We need help asap for a very important presentation, and our robot is acting funky. It drives randomly. We asked Mark McLoed, and took his advice and it worked for a while, but it is acting up again. Please help
What was Mark’s advice? Can you describe the issue in more detail (LED status indicators on speed controllers, what do you mean by “funky”/“randomly,” have you made any code changes)?
Although I can’t speak for exactly what Mark said as I wasn’t present, as we turn on our robot from the breaker our Victor 888 speed controllers randomly give power to any motor controlled with a Victor 888. I do believe he said that it could be one speed controller causing the whole problem, but we haven’t had time to test it yet. While disabled (meaning teleop and autonomous were not running), the LEDs mainly were completely off for the short spurts the motors moved. While in teleop, this behavior seemed to occur a bit more frequently except the other indication colors on the LEDs appeared. Again, this occurred without any code telling it to do so, as we once removed a PWM wire from one and the motor still continued as such. As Brian implied, the robot was acting normally before a couple days ago when it started acting like this.
Hope this helps, if you need more info please feel free to contact me.
I would start by removing all PWM’s to the Victors - does the problem still happen with all motors? Or does that limit it to just some? If it limits the problem, replace the affected victor(s) and give it another try.

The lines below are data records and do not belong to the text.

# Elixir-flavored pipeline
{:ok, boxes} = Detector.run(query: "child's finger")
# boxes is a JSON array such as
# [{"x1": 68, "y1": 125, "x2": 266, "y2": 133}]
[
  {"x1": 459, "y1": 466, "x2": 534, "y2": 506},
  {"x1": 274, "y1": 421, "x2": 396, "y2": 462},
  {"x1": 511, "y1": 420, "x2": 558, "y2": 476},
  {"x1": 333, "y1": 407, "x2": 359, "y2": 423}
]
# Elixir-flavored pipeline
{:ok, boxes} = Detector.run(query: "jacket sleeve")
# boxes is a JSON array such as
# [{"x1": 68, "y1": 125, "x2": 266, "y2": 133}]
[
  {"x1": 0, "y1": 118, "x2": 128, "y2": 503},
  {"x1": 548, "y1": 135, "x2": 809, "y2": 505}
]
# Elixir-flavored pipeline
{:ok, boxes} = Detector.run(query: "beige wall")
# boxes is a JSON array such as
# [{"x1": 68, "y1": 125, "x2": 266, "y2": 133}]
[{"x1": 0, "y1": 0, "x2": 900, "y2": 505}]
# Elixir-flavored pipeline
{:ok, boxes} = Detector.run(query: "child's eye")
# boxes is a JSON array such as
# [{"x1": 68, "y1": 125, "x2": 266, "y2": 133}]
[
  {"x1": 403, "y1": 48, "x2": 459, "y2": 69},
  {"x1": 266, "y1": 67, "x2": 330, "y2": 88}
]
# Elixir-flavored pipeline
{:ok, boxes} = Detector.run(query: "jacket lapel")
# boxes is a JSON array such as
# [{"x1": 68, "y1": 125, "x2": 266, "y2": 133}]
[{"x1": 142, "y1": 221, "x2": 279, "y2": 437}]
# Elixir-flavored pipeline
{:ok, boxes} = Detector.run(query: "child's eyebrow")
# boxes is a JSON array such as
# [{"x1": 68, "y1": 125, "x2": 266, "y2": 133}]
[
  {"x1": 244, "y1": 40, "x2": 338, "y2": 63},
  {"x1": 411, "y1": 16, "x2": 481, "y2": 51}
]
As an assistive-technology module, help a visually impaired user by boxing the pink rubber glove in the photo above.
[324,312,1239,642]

If it still happens with all the victors… try looking for a short somewhere. Check the power going into the victor and make sure you see appropriate +12V - it’s possible you have a short that’s feeding in reverse polarity (maybe attached to a motor, so it only shorts when the motor is in a specific position), which would cause funky issues and probably wreck the victors.

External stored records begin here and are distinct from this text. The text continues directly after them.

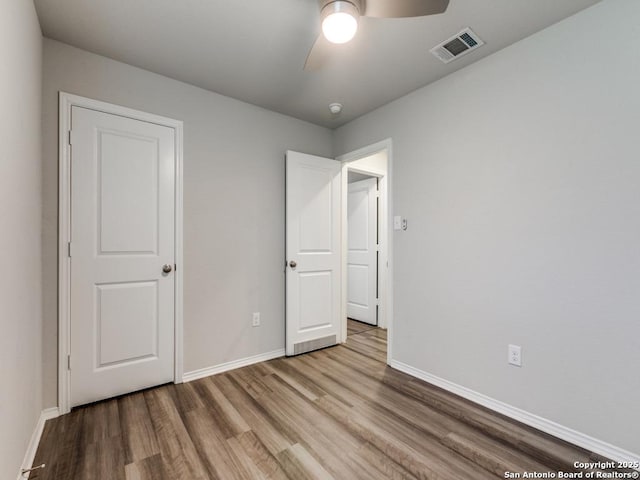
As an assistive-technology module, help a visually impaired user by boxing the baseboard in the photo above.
[182,348,284,383]
[389,360,640,462]
[18,407,60,480]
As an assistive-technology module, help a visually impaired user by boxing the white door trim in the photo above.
[58,92,184,414]
[336,138,393,364]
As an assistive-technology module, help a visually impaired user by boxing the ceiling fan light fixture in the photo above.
[322,0,360,43]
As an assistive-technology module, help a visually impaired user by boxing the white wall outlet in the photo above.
[509,345,522,367]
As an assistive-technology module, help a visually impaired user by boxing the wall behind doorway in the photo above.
[0,0,42,479]
[334,0,640,454]
[43,39,331,406]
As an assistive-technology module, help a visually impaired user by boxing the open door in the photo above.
[285,151,341,355]
[347,178,378,325]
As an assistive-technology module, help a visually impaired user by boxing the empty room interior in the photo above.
[0,0,640,480]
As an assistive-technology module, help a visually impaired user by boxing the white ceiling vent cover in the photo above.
[429,28,484,63]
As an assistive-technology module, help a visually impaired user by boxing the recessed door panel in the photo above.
[298,165,333,254]
[95,281,159,368]
[299,271,333,332]
[97,131,159,255]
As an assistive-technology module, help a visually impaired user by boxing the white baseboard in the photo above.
[389,360,640,462]
[182,348,284,383]
[18,407,60,480]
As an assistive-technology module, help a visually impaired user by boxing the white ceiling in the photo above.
[34,0,599,128]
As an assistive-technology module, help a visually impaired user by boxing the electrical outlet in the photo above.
[509,345,522,367]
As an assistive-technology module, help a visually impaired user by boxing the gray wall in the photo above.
[0,0,42,478]
[334,0,640,453]
[43,39,331,406]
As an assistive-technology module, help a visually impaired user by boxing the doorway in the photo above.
[59,93,182,413]
[347,170,380,326]
[337,139,393,361]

Try pulling the breakers to all but 1 motor controller - can you get that controller to behave properly? If so, add breakers back one at a time until things go funky - that’ll tell you which power pathway/victor/motor is causing the issue.
If unplugging the PWM’s fixes the problem for all victors, I would replace the digital side car and try again. It’s possible there’s some metal shavings in there that are giving an intermittent contact on the PWM control wires, or one of the chips may have gone bad/burned out to cause funky behavior.

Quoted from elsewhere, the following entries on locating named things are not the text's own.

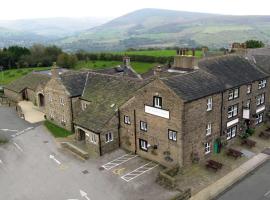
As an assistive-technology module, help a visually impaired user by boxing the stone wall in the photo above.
[120,80,186,167]
[183,94,222,165]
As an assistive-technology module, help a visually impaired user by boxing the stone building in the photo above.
[120,56,269,166]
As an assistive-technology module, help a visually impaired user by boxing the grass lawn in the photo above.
[0,67,50,85]
[44,120,73,138]
[75,60,157,74]
[112,50,202,57]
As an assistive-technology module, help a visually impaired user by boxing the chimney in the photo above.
[51,62,59,79]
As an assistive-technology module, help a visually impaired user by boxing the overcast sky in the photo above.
[0,0,270,20]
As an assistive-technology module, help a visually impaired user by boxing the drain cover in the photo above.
[82,170,89,174]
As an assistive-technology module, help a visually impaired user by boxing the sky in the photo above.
[0,0,270,20]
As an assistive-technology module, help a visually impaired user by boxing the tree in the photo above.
[245,40,264,49]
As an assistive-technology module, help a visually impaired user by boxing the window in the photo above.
[228,88,239,100]
[168,130,177,141]
[204,142,211,154]
[228,104,238,118]
[140,139,148,151]
[247,84,252,94]
[206,97,213,111]
[60,97,64,105]
[90,133,96,144]
[82,102,87,110]
[255,112,263,125]
[227,126,237,140]
[154,97,162,108]
[140,121,147,131]
[124,115,130,124]
[258,80,266,90]
[206,123,212,135]
[256,93,265,106]
[105,132,113,143]
[246,99,251,109]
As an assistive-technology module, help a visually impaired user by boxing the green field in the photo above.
[112,50,202,57]
[75,60,157,74]
[0,67,50,85]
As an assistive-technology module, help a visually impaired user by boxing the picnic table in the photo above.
[206,160,223,171]
[241,138,256,148]
[227,148,243,159]
[259,131,270,139]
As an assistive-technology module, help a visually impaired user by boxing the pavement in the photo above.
[190,153,270,200]
[0,106,177,200]
[18,101,45,124]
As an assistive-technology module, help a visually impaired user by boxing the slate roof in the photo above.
[74,73,145,133]
[161,56,268,101]
[60,71,88,97]
[4,72,50,93]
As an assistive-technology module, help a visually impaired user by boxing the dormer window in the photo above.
[153,97,162,108]
[258,79,266,90]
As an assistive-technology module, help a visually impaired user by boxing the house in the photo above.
[74,72,148,156]
[119,56,269,167]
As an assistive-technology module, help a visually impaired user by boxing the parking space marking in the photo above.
[102,154,138,170]
[13,142,23,152]
[121,162,158,182]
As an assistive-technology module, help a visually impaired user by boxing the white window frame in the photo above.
[204,142,211,154]
[227,125,237,140]
[228,88,239,100]
[60,97,65,106]
[124,115,131,125]
[255,112,264,125]
[247,84,252,94]
[139,139,148,151]
[206,97,213,111]
[206,123,212,136]
[228,104,238,119]
[154,96,162,108]
[256,93,265,106]
[105,132,113,143]
[258,79,266,90]
[140,121,147,132]
[168,129,177,141]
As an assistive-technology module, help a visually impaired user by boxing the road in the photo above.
[0,106,175,200]
[218,161,270,200]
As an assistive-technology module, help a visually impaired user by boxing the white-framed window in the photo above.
[204,142,211,154]
[246,99,251,109]
[124,115,131,124]
[227,126,237,140]
[228,104,238,118]
[258,79,266,90]
[256,93,265,106]
[228,88,239,100]
[105,132,113,143]
[247,84,252,94]
[90,133,97,144]
[255,112,263,125]
[139,139,148,151]
[168,129,177,141]
[206,123,212,135]
[206,97,213,111]
[82,102,87,111]
[60,97,64,105]
[140,121,147,131]
[61,115,66,123]
[153,97,162,108]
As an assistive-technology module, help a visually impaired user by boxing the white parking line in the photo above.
[13,142,23,152]
[102,154,138,170]
[121,162,158,182]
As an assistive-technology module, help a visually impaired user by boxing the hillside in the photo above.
[56,9,270,51]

When dealing with odd situations like this that appear to be system-wide, it’s usually best to break the system down to its simplest form and then start adding features/parts back on - that way you can start from a position you know is working and find the area that is actually causing the problem.
I had a similar problem and found two problems.
One was a shorted motor and the other was the pins on a PWM cable that were shorting inside the Victor from being pressed in to hard.
Consider swapping the digital sidecar. Random PWM signals is a failure mode of that part.
After looking over the digital sidecar quickly today, we discovered that it was the culprit. When we have the time, we’ll be swapping it out with a good one. Thanks for the input!